La célebre máxima de George Orwell que postula que "quien controla el pasado controla el futuro y quien controla el presente controla el pasado", se la sabe Putin de carrerilla. Por eso, para controlar la narrativa histórica en Rusia, su amigo de infancia, Sergei Naryshkin, no sólo es el jefe del Servicio de Inteligencia Exterior, sino que fue también el jefe de la Verdad Histórica (sic).
En 1940, unos 22.000 oficiales e intelectuales polacos fueron ejecutados por la policía secreta soviética en el bosque de Katyn. Hasta 1990, la Unión Soviética afirmó que fueron los nazis quienes llevaron a cabo la carnicería, pero en ese año Boris Yeltsin publicó documentos que demostraban que efectivamente se llevó a cabo por orden de Stalin. Ahora, las fuentes oficiales repiten la versión estalinista falsificada del evento.

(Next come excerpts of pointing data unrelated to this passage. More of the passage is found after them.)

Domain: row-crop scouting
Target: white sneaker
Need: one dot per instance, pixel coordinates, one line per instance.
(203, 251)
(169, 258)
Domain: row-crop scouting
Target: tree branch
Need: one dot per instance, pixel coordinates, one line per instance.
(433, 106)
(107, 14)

El plan es lavarle a Stalin las manos sucias. Stalin, el hombre fuerte, el héroe de guerra, que salvó heroicamente a la nación. Y está funcionando. Según una encuesta del Centro Levada, el número de quienes creen que Stalin desempeñó un papel positivo en el país creció hasta el 70 % en 2019. La gente recuerda el período desastroso que siguió a la caída de la Unión Soviética, Yeltsin era débil y los niveles de vida cayeron en picado. Surgió la percepción de que sólo un líder fuerte podría resolver los problemas de Rusia. 30 años después, el 45% de los encuestados apoya la idea de la concentración del poder en manos de una sola persona.
Un Stalin más popular eleva la popularidad de Putin, o eso dice la teoría del Kremlin. Cualquier organización o persona que interrumpa este "ciclo virtuoso" debe ser removida. Memorial, el grupo que denunció los crímenes de la era soviética ha sido disuelto acusado de manchar el "glorioso pasado" de la URSS.
Volvamos al principio, ¿hacia dónde lleva Vladimir Putin a Rusia? En muchos momentos de su historia, los rusos creyeron estar a punto de escapar de sí mismos. Nunca lo hicieron. Como ha escrito Keith Gessen, "tal vez ahora hayan llegado a una coyuntura cósmicamente alineada, coreografiada por Putin, pero predestinada por fuerzas fuera de cualquier jurisdicción humana". Grandes palabras que lo mismo llevan a la gloria que al desastre.